Merge pull request #270 from ncsa/test/markov-coverage

keshav-gandhi · web-flow · commit f7beb1e4430c · 2026-05-01T19:11:24.000+02:00
Add Markov quality model test coverage and fix invalid test data
diff --git a/tests/test_models/test_error_models.py b/tests/test_models/test_error_models.py
@@ -287,24 +287,6 @@ def test_sem_blacklist_prevents_duplicate_deletion_sites():
     assert len(locations) == len(set(locations))
 
 
-# ===========================================================================
-# MarkovQualityModel — stub coverage (lines 112-118)

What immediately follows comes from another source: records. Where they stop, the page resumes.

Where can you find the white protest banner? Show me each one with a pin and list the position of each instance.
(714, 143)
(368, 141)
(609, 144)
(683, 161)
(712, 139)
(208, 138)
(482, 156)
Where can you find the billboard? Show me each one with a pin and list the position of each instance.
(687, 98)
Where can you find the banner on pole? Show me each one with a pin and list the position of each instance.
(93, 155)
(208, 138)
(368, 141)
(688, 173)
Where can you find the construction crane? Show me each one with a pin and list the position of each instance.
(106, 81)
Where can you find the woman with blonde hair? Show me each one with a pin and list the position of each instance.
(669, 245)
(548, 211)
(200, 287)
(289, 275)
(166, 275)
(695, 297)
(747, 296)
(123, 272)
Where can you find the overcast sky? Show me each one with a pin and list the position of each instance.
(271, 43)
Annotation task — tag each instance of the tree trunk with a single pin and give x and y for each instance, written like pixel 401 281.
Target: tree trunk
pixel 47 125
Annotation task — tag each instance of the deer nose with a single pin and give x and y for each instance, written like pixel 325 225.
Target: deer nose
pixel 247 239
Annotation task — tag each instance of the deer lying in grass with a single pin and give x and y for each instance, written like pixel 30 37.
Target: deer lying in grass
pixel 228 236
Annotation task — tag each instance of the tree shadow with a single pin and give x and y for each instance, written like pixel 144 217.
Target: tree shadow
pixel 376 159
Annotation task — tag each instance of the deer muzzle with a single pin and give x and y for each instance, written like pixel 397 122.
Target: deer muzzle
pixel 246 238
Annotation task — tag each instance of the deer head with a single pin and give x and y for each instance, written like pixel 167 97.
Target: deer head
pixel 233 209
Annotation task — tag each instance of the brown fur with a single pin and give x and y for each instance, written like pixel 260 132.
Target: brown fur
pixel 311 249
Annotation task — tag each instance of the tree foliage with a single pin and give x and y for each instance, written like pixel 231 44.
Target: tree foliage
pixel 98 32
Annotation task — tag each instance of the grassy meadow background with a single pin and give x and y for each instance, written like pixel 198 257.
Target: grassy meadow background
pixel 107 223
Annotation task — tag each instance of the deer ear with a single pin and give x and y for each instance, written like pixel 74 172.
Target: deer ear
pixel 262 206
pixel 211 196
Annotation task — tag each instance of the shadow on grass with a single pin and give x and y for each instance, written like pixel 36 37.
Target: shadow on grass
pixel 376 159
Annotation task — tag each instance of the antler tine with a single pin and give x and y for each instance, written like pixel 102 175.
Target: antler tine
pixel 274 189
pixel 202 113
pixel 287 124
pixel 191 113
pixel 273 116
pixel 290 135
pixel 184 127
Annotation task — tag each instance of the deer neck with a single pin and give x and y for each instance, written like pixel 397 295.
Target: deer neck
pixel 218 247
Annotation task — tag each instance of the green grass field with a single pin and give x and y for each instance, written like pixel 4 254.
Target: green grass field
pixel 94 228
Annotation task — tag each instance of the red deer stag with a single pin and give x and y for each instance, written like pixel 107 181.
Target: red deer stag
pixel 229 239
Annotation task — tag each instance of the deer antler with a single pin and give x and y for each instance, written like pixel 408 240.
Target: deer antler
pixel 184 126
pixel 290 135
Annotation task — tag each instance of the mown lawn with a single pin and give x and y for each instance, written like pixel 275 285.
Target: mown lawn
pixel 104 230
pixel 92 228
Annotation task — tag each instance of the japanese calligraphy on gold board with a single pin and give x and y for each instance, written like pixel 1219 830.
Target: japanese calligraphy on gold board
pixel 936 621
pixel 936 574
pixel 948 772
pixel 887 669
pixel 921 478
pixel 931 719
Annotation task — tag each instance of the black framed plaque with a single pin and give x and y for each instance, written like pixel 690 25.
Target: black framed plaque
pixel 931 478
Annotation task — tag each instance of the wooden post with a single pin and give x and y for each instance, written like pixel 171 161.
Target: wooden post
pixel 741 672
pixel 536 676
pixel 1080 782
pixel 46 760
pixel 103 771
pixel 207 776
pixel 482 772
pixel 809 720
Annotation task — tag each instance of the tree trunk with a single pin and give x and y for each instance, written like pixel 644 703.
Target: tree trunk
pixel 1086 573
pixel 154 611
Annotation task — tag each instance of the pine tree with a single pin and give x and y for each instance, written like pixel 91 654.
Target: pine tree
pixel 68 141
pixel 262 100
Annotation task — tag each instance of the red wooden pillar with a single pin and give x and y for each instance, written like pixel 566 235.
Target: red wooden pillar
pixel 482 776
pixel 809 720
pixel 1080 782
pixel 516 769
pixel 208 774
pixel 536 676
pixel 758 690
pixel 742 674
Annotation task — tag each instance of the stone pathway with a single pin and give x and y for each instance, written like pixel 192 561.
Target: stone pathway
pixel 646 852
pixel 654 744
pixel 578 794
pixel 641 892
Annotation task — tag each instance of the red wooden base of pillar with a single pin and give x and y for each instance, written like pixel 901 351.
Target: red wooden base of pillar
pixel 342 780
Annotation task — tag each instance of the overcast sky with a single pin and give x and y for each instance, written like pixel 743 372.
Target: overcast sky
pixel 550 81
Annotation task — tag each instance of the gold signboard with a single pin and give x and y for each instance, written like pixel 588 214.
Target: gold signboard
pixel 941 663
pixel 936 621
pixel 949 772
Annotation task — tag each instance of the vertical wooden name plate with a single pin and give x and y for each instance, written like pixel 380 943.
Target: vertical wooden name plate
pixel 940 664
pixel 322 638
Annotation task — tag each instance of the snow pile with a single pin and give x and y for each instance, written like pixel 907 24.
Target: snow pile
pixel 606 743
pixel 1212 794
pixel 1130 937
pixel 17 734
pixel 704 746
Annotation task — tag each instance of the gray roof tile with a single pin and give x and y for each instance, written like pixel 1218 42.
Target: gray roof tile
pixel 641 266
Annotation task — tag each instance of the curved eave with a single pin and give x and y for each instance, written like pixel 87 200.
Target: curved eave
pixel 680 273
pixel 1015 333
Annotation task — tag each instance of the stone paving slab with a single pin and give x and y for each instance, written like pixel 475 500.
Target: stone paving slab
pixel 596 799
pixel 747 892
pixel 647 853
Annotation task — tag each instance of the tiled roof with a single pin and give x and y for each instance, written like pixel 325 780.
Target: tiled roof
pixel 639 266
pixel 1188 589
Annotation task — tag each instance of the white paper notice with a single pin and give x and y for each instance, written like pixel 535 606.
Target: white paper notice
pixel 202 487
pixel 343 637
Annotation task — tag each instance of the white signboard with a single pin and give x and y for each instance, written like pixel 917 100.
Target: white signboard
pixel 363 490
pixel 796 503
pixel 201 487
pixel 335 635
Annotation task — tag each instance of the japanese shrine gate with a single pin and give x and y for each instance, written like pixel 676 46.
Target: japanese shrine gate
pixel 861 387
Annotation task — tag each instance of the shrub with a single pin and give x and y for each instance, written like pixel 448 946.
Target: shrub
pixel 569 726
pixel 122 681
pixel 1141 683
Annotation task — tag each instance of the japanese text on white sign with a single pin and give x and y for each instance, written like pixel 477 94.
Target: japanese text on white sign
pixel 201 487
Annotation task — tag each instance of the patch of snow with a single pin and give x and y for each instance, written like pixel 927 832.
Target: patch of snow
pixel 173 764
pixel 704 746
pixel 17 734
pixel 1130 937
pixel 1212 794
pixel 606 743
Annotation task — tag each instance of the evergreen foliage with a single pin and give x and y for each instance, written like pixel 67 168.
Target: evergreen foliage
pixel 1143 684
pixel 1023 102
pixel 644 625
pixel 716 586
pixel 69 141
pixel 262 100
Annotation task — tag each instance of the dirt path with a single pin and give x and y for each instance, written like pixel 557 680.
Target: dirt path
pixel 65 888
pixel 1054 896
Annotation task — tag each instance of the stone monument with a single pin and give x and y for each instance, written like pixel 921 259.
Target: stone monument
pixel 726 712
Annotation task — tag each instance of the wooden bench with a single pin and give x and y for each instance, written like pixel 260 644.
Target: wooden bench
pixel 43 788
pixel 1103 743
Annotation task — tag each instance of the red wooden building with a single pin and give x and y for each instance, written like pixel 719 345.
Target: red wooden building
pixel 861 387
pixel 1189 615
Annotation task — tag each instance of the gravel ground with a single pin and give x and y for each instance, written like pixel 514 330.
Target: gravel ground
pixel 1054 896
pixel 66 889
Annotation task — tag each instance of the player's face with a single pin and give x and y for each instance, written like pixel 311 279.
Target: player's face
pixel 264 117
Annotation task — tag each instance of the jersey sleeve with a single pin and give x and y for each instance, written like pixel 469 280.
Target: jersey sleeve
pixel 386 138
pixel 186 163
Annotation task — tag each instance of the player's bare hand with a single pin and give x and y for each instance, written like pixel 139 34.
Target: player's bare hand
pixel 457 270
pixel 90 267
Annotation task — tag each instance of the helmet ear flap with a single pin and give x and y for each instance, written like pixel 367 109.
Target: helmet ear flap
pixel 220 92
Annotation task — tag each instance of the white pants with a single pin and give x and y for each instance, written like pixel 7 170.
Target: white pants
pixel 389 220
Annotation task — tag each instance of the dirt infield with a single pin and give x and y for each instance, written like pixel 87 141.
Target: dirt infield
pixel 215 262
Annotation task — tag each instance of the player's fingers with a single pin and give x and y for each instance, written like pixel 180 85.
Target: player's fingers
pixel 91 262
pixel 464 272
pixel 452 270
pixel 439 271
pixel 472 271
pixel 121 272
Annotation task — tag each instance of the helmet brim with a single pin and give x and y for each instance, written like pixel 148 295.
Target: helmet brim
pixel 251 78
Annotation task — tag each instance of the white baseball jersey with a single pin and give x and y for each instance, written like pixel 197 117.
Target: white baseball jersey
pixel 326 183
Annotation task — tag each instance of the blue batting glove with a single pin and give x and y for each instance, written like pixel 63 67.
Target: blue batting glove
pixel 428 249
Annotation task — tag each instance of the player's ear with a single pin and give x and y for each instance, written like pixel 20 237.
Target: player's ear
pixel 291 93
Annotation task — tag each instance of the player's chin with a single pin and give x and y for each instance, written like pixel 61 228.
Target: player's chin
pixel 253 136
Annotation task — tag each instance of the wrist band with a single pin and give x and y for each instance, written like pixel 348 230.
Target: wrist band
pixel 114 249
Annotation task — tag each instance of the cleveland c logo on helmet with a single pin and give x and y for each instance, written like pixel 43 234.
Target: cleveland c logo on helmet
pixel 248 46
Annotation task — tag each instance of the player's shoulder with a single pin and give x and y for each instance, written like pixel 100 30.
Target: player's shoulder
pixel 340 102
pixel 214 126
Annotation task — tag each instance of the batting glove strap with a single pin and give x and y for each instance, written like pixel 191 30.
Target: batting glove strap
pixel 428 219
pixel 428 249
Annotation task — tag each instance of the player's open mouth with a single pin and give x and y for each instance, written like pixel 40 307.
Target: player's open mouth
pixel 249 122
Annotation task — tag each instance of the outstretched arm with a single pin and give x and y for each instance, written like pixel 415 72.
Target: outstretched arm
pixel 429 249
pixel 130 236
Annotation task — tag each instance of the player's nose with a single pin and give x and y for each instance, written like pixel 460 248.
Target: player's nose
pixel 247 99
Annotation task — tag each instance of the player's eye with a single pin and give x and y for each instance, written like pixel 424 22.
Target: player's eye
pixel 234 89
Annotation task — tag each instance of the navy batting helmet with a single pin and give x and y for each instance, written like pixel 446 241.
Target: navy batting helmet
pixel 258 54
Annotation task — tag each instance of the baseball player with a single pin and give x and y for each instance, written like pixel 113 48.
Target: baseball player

-# ===========================================================================
-
-def test_markov_quality_model_can_be_instantiated():
-    """MarkovQualityModel is a TODO stub; construction must not raise."""
-    from neat.models.error_models import MarkovQualityModel
-    m = MarkovQualityModel()
-    assert m is not None
-
-
-def test_markov_quality_model_get_quality_scores_returns_none():
-    """get_quality_scores is a TODO stub; calling it returns None."""
-    from neat.models.error_models import MarkovQualityModel
-    m = MarkovQualityModel()
-    result = m.get_quality_scores()
-    assert result is None
-
 
 # ===========================================================================
 # TraditionalQualityModel — score clamping (line 104)
diff --git a/tests/test_models/test_markov_utils.py b/tests/test_models/test_markov_utils.py
@@ -0,0 +1,240 @@
+"""
+Unit tests for neat/quality_score_modeling/markov_utils.py
+"""
+
+import pytest
+
+from neat.quality_score_modeling.markov_utils import (
+    _down_bin_quality,
+    read_quality_lists,
+    compute_initial_distribution,
+    compute_position_distributions,
+    compute_transition_distributions,
+    build_markov_model,
+)
+
+
+# ---------------------------------------------------------------------------
+# Helpers
+# ---------------------------------------------------------------------------
+
+def _write_fastq(path, reads):
+    """Write a list of (seq, qual_string) tuples as a FASTQ file."""
+    lines = []
+    for i, (seq, qual) in enumerate(reads):
+        lines += [f"@read{i}", seq, "+", qual]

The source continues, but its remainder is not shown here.